En mis primeros años en el instituto fui considerado un erudito del álgebra. El estudio de la física se había vuelto para mí un simple paseo en el parque en un día soleado, y la química era más de lo mismo: bastante simplona para mi gusto. Si entendías el carbono y sus enlaces, entendías su universo. Dominé rápidamente cualquier ciencia que envolviera mis estudios, y mis notas hablaban por sí solas.
Mis padres alardeaban de manera descarada ante sus amistades del genio que habían concebido, y los profesores ya planeaban mi brillante futuro dentro de sus proyectos. Sin embargo, con el paso del tiempo, los números y símbolos comenzaron a hartarme de cierta manera. Me aburrían con facilidad. Su tibia sencillez no me desafiaba. No había ecuación compleja que no pudiera resolver con un poco de estudio e imaginación. Todo eso era la nada, a comparación de aquel complejo ser que eclipsaba mis pupilas.
Decenas de estos míticos seres se paseaban a su antojo a mi alrededor. No existía fórmula ni teorema capaz de explicar su impredecible comportamiento. Aquellos seres eran totalmente indescifrables, llenos de incógnitas y variables que escapaban a toda lógica. Para entender su mundo, recurrí a la única fuente inagotable de información que conocía en ese momento: la biblioteca central. Leí cientos de artículos y decenas de libros con la esperanza de aprender cómo acercarme, de saber qué decir. Pero nada funcionaba para mí.

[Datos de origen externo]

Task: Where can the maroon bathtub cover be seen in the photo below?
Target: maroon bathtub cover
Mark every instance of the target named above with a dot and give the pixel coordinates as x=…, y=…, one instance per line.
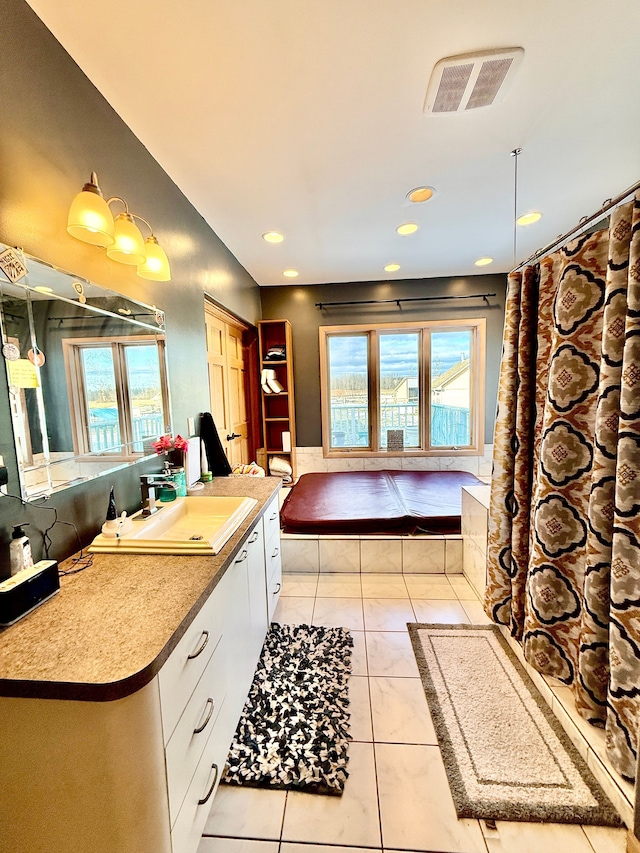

Era un escuincle sin brillo. Un paliducho insignificante, de pocos gestos y gracia nula. Un animal inservible que, al intentar entablar conversación, era poseído por una tartamudez ridícula.
Entonces decidí dar un giro de 180 grados a mi vida.
Me volví un adicto a las pesas, a mejorar mi imagen. También me volví un adicto a las calles y sus placeres mundanos. Aprendí a apostar —porque uno tiene que aprender a ganar y a perder en el juego de la vida, igual que con las mujeres—. Frecuenté clubes nocturnos. Me obligué a crear situaciones de interacción con ese ser que abducía mis pensamientos. Y perdí. Claro que perdí muchas veces. Más de las que cualquiera podría aceptar. Pude haber abandonado, pero crecer bajo la complicada constelación de Escorpio te hace más terco que nadie. Así que lo supe, siempre lo supe: un día comenzaría a ganar. Y así sucedió.
Mi brillante futuro fue consumido por todos esos grandes cambios. Todos se decepcionaron de mí. Mis padres, en primer lugar. Luego mis profesores. Muchos no dijeron nada, pero en su mirada habitaba una visceral decepción.
¿Pero qué esperaban todos esos sapos anfibios de mí? ¿Acaso llegaron a creer que les resolvería el problema del calentamiento global? ¡Dime, a cuenta de qué! ¿Qué pensaban esos animales de masa encefálica atolondrada? ¿Que inventaría algún proceso que revertiría la contaminación de los mares, para que puedan seguir viviendo en su mundo de fantasía y colores?
¿Y qué hay con mi mundo? ¡Dime, qué hay con salvar mi jodido mundo!
¡Dime, acaso el escuincle no cuenta!